DEBATE POLÍTICO INTENSO

Flávio Bolsonaro nos EUA: Oportunidade eleitoral ou risco para o Brasil?

Flávio Bolsonaro em uma tribuna, falando.
Senador Flávio Bolsonaro (PL) discursou em audiência nos Estados Unidos.

Senador participou de audiência sobre tarifas para produtos brasileiros. Comentaristas da CNN debatem os impactos na política interna e nas relações comerciais.

A participação do senador Flávio Bolsonaro (PL) na terça-feira, 07 de julho de 2026, em audiências organizadas pelo USTR (Escritório do Representante Comercial dos Estados Unidos), reacendeu o debate sobre os riscos e oportunidades eleitorais de sua atuação em solo americano. O tema foi central na discussão entre o comentarista da CNN, José Eduardo Cardozo, e a ex-senadora e jornalista Ana Amélia Lemos, que analisaram os desdobramentos da presença do parlamentar em meio à investigação que pode resultar na aplicação de tarifas a produtos brasileiros. O parlamentar defendeu que o período eleitoral é o pior momento para a imposição de novas taxações.

Flávio Bolsonaro buscou atribuir ao presidente Luiz Inácio Lula da Silva (PT) a responsabilidade pelas tensões comerciais com os Estados Unidos, afirmando que "o único que quer tarifa é o presidente Luiz Inácio Lula da Silva (PT)". A declaração surgiu após sua participação na audiência, onde teve cinco minutos para expor seu ponto de vista e argumentar que a imposição de tarifas seria prejudicial durante o período eleitoral. Essa estratégia visa controlar a narrativa em torno do chamado "tarifaço" e direcionar a percepção pública sobre as causas das sanções comerciais.

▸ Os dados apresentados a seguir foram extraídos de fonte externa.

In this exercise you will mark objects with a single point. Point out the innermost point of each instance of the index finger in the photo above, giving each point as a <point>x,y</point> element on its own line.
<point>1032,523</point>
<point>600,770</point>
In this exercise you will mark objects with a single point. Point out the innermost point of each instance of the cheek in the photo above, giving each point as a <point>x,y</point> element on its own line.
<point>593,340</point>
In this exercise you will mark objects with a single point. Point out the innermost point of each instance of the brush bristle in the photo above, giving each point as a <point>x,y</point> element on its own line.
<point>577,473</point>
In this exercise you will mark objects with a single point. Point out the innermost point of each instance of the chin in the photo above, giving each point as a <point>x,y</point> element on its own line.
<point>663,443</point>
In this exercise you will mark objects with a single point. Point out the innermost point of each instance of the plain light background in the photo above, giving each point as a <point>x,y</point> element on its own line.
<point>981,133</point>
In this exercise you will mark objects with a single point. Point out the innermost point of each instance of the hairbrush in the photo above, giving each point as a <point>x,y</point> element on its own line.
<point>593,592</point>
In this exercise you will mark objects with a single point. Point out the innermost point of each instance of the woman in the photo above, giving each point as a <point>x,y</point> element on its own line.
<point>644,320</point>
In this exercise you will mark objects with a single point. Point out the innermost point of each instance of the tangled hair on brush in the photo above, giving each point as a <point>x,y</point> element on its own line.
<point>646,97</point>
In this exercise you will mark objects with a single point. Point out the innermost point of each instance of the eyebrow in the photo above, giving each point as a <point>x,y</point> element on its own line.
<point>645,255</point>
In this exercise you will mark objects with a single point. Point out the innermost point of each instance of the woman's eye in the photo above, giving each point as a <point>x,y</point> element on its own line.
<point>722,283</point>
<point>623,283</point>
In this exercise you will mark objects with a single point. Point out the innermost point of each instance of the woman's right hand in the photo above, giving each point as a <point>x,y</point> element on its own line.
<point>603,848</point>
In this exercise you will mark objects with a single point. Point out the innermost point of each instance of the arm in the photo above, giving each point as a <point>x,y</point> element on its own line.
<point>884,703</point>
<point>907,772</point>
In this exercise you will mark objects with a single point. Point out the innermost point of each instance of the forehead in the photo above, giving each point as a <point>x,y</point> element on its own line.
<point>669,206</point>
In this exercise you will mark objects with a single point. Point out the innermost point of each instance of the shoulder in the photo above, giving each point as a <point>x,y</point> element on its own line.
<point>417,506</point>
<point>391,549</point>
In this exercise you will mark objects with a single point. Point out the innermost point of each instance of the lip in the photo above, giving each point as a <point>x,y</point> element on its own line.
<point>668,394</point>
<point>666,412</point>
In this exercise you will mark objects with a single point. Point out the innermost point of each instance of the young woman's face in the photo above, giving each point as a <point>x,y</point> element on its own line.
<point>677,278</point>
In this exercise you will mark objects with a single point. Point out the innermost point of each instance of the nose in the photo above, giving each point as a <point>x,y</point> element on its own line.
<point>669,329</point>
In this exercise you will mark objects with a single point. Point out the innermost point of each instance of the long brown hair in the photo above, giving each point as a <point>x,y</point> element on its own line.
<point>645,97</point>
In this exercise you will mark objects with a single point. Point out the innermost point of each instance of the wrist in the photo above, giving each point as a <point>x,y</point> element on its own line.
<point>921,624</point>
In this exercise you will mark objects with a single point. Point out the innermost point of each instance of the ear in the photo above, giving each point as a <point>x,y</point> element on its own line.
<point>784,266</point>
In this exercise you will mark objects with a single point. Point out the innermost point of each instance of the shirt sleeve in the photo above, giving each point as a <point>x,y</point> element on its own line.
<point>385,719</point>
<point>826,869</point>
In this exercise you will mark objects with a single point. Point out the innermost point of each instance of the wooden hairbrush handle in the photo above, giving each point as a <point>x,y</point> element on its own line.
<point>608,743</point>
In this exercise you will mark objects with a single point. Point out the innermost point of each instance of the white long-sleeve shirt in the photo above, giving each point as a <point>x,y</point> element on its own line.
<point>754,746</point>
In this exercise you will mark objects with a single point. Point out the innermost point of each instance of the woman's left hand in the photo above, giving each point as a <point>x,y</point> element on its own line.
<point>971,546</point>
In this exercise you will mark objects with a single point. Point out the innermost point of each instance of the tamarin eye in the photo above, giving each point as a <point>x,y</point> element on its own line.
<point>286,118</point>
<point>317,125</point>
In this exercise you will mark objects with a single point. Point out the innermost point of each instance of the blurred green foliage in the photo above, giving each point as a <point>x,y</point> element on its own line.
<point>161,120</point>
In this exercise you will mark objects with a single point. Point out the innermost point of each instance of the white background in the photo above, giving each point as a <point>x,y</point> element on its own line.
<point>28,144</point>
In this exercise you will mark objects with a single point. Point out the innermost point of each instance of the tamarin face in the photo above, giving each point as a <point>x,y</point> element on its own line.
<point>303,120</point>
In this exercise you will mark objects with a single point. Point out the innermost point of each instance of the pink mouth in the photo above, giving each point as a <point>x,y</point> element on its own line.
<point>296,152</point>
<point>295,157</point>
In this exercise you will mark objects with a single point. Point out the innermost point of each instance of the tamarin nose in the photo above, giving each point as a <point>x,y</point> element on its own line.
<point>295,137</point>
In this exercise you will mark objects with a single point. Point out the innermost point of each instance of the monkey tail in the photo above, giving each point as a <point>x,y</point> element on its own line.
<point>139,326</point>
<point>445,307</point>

Críticas à atuação de Flávio Bolsonaro

José Eduardo Cardozo, comentarista da CNN, classificou a postura de Flávio Bolsonaro (PL) como um reflexo de "desespero político". Cardozo lembrou que, em momento anterior, o irmão de Flávio, Eduardo Bolsonaro (PL), juntamente com Paulo Figueiredo, teriam buscado pressionar o governo de Donald Trump a intervir no Judiciário brasileiro, o que, segundo o comentarista, configuraria uma violação da soberania nacional. Ele também apontou uma aparente contradição nas falas de Flávio Bolsonaro, que, embora tenha defendido a suspensão das tarifas em um contexto eleitoral, teria posteriormente negado o pedido, falando em cancelamento. A alegação de que Lula deseja as tarifas foi questionada por Cardozo, que ressaltou a postura do presidente em defesa da soberania nacional.

Perdas para o Brasil com a politização do tema

Ana Amélia Lemos, por sua vez, avaliou que Flávio Bolsonaro (PL) "perdeu a oportunidade de mostrar, num ambiente diferente, formado por empresários brasileiros e norte-americanos, as condições negativas desse tarifaço". A ex-senadora ressaltou a presença de representantes de setores importantes como agronegócio, manufatura, autopeças e calçados, além de grandes empresas como Coca-Cola e Nestlé, que teriam interesse em evitar a taxação. Segundo Ana Amélia, a politização excessiva do tema prejudica a ambos os lados, mas o maior prejudicado será o Brasil. Ela observou que diplomatas e técnicos da Embaixada Brasileira em Washington atuaram para discutir a questão dentro das regras comerciais, mas o evento se transformou em um ato de campanha política, configurando um "jogo de perde-perde" para todos os envolvidos.